Naast de alternatieve aria's en het orkestspel vormen de solisten de derde opmerkelijke pijler onder deze uitgave. Niet alleen bereiken zij onder leiding van Page een grote stilistische eenheid, maar hun technisch niveau en de merkbare gedrevenheid voorkomt iedere kans op langdradigheid en verleent zelfs verschillende recitatieven een zekere spanning. De grootste bewondering gaat daarbij uit naar de tenor Barry Banks, die in de technisch razend moeilijke titelrol moeiteloos over alle intervallen springt, geen problemen heeft met de hoogte, de coloraturen feilloos plaatst en daarnaast de ongelukkige koning ook nog eens tot een geloofwaardig karakter weet uit te bouwen. Zuiver technisch moet de countertenor Lawrence Zazzo in hem zijn meerdere erkennen, maar gesteund door Page en het orkest weet hij het karakter van Mitridate's verraderlijke zoon Farnace eveneens een grote mate van geloofwaardigheid te geven.

Het centrale personage in deze opera seria vol heftige, veelal tragisch gekleurde emoties is echter Aspasia, door Mitridate tot bruid gekozen, belaagd door Farnace, maar zelf tot over haar oren verliefd op Mitridate's tweede zoon Sifare. Een sopraanrol van deze allure vraagt ook om een zangeres van allure en Classical Opera mag zich gelukkig prijzen dat de in Engeland wonende Zweedse sopraan Miah Persson voor deze opname beschikbaar was. Op dit moment geldt zij als een Mozart-vertolkster bij uitstek die het engelachtige van de jonge Kiri Te Kanawa combineert met iets van het romiger timbre van Renée Fleming, maar als het aankomt op intensiteit van voordracht, prefereer ik haar zelfs boven haar beide voorgangsters. Veelzeggend was de vergelijking met de vertolking van 'Pallid ombre' door Sandrine Piau op haar onlangs door mij cd Desperate heroines (klik hier).

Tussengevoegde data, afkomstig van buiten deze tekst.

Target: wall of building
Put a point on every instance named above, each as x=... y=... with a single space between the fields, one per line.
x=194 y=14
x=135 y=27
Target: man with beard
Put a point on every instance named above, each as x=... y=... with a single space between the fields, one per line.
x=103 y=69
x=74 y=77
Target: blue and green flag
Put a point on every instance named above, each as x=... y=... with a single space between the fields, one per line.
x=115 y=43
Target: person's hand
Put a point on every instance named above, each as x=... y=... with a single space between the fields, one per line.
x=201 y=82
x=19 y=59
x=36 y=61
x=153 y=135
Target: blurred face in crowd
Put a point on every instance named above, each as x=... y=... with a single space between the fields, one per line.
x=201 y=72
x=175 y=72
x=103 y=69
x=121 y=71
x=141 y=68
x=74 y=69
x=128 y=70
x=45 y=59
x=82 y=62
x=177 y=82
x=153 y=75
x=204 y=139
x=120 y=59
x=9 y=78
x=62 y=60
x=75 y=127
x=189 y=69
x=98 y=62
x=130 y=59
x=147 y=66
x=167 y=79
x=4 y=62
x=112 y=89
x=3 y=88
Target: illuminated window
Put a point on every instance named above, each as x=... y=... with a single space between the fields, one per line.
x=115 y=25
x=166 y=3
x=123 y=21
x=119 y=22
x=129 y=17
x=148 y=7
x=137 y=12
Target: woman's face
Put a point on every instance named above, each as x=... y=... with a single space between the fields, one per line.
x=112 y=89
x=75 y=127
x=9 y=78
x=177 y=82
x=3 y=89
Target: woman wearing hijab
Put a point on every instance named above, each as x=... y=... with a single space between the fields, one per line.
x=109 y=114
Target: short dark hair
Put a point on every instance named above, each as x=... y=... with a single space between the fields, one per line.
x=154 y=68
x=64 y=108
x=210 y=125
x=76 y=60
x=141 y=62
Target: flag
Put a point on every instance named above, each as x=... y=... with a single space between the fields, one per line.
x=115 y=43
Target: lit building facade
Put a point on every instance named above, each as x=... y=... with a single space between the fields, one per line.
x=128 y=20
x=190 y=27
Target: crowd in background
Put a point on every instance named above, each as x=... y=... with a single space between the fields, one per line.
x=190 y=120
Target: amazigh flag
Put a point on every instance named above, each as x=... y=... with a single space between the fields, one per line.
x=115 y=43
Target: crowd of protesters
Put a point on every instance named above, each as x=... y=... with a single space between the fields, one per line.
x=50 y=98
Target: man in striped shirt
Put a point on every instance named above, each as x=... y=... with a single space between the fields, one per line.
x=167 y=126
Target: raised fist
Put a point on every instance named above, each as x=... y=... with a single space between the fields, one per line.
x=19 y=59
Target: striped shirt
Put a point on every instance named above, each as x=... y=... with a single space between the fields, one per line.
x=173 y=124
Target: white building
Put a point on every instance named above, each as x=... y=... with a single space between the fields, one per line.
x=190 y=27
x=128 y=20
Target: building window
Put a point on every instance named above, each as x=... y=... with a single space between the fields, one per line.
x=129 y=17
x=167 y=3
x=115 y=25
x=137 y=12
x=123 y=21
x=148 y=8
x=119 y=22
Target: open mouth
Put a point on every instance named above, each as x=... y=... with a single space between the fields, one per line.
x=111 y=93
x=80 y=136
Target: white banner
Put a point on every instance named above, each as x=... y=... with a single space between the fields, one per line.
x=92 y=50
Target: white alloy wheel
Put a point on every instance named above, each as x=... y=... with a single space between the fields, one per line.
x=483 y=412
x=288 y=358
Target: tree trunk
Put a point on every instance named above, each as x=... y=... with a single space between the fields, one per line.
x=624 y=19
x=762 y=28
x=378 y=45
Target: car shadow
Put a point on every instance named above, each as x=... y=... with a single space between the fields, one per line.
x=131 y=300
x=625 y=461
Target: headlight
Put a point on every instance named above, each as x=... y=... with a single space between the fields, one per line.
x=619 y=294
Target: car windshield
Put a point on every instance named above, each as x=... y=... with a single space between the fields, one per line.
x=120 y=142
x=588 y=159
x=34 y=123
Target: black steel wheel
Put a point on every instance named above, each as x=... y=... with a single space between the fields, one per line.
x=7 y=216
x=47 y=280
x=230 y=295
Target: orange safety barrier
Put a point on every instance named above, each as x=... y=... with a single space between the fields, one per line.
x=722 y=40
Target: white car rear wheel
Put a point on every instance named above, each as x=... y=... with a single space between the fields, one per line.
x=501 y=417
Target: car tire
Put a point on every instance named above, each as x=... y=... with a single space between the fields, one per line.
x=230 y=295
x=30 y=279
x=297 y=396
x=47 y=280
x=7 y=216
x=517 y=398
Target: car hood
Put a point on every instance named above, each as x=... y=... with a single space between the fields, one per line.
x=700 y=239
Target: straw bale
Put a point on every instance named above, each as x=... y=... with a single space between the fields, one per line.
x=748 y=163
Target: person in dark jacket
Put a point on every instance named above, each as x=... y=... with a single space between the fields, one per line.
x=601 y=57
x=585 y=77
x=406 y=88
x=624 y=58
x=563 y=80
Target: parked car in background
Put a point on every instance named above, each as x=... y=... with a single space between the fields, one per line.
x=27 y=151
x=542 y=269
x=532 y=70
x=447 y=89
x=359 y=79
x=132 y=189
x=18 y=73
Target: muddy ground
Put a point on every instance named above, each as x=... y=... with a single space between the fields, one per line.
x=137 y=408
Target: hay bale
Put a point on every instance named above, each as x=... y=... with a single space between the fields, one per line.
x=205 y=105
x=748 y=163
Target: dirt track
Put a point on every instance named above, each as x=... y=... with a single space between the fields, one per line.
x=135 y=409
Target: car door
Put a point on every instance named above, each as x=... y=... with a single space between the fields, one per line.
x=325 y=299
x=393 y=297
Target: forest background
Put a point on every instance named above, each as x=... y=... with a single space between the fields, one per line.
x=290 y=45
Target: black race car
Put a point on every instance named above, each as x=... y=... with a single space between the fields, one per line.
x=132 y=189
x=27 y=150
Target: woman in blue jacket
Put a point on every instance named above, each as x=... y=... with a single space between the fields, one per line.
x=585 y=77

Hoewel Persson overal probleemloos alle moeilijkheden de baas is, suggereert haar Franse collega een techniek die toch nog iets beter opgewassen is beter tegen de hoge eisen die het barok-idioom aan zangers stelt. Persson toont zich echter wederom de actrice die haar publiek weet mee te slepen met haar intensiteit en haar emoties. Luisteren naar Piau is luisteren met bewondering, maar luisteren naar Persson wordt tot meeleven.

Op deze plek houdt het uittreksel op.